Facebook Twitter Pinterest LinkedIN Email
==========================================================================
FULL STORY ========================================================================== Scientists have made an important step toward developing computers
advanced enough to simulate complex natural phenomena at the quantum
level. While these types of simulations are too cumbersome or outright impossible for classical computers to handle, photonics-based quantum
computing systems could provide a solution.
A team of researchers from the University of Rochester's Hajim School of Engineering & Applied Sciences developed a new chip-scale optical quantum simulation system that could help make such a system feasible. The team,
led by Qiang Lin, a professor of electrical and computer engineering
and optics, published their findings in Nature Photonics.
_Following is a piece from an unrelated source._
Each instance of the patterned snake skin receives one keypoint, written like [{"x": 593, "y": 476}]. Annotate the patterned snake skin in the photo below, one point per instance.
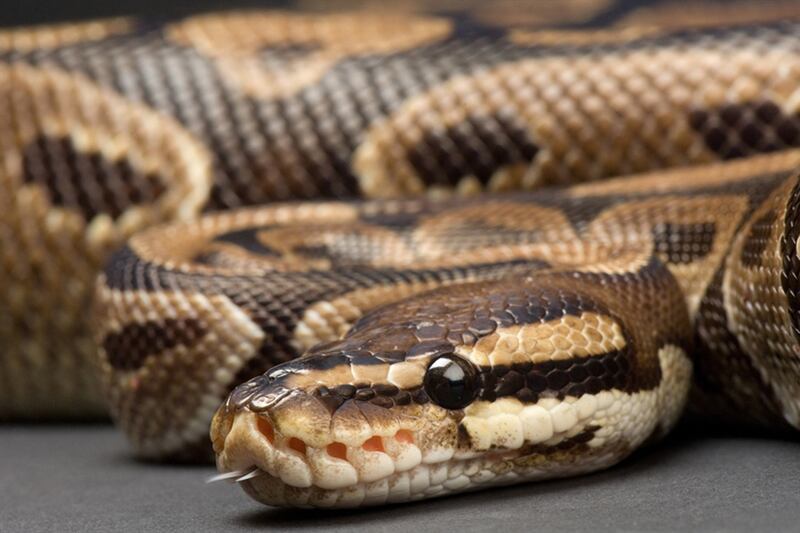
[{"x": 474, "y": 337}]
Lin's team ran the simulations in a synthetic space that mimics the
physical world by controlling the frequency, or color, of quantum
entangled photons as time elapses. This approach differs from the
traditional photonics-based computing methods in which the paths of
photons are controlled, and also drastically reduces the physical
footprint and resource requirements.
"For the first time, we have been able to produce a quantum-correlated synthetic crystal," says Lin. "Our approach significantly extends the dimensions of the synthetic space, enabling us to perform simulations
of several quantum-scale phenomena such as random walks of quantum
entangled photons." The researchers say that this system can serve as
a basis for more intricate simulations in the future.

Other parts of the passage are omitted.